Personhood before pregnancy in North Dakota, Memphis pastor shames unwed parents, anti-choice groups are silent on the "forcible rape" bill, and Georgia looks to follow Nebraska on fetal pain.

  • North Dakota is looking at an egg-as-person bill this legislative session. A lawmaker describing the bill said, "It defines a human being as, basically, from conception on, as what we define in code as a human being, and because of that, then, it`s afforded the same protections that any other person is afforded in the State of North Dakota." A spokesperson from North Dakota Right to Life said, "If we can establish that they`re a person before pregnancy, and they`re a person after pregnancy, then it seems, well, it offends reason to say that they`re not a person during that pregnancy." Back that train up. A person BEFORE pregnancy? Are we talking about the woman? No, sadly, he’s talking about a blastocyst. How is it a person before it even exists?
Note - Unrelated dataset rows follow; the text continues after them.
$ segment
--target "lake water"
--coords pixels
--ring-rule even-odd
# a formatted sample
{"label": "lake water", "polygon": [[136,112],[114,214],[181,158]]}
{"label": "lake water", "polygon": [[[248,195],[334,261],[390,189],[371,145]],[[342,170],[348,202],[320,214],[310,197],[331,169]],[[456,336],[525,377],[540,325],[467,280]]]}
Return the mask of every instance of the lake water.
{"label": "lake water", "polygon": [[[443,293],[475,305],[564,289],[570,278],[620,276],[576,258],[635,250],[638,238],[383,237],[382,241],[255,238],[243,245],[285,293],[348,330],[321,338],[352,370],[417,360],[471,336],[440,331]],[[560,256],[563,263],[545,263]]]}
  • A Memphis pastor is responding to high rates of teen and unwed pregnancies in the local area with love and compassion. Oh, wait. No he’s not. He’s actually refusing to baptize babies in the church unless the parents are married. He says he’ll baptize the children elsewhere. He says he wants fathers to “step up” and marry the mothers, because clearly that is always the best answer.
  • Yesterday we reported on a quote from Rep. Dan Lipinski (D-IL), the only sponsor of the “No Taxpayer Funding for Abortion Act” who was willing to speak up about the “forcible rape” provision in the bill. Well, he didn’t say much. Talking Points Memo tried to reach out to “National Right To Life, the U.S. Conference of Catholic Bishops, Americans United For Life, the Susan B. Anthony List and the Abstinence Clearinghouse” – and all the groups either didn’t respond or had no comment. SBA List said they’d respond later. I’m picturing them all behind closed doors, panicking.
  • A Georgia legislator has introduced a bill banning abortion after 20 weeks because of “fetal pain,” and says he modeled the legislation after Nebraska’s law of the same nature.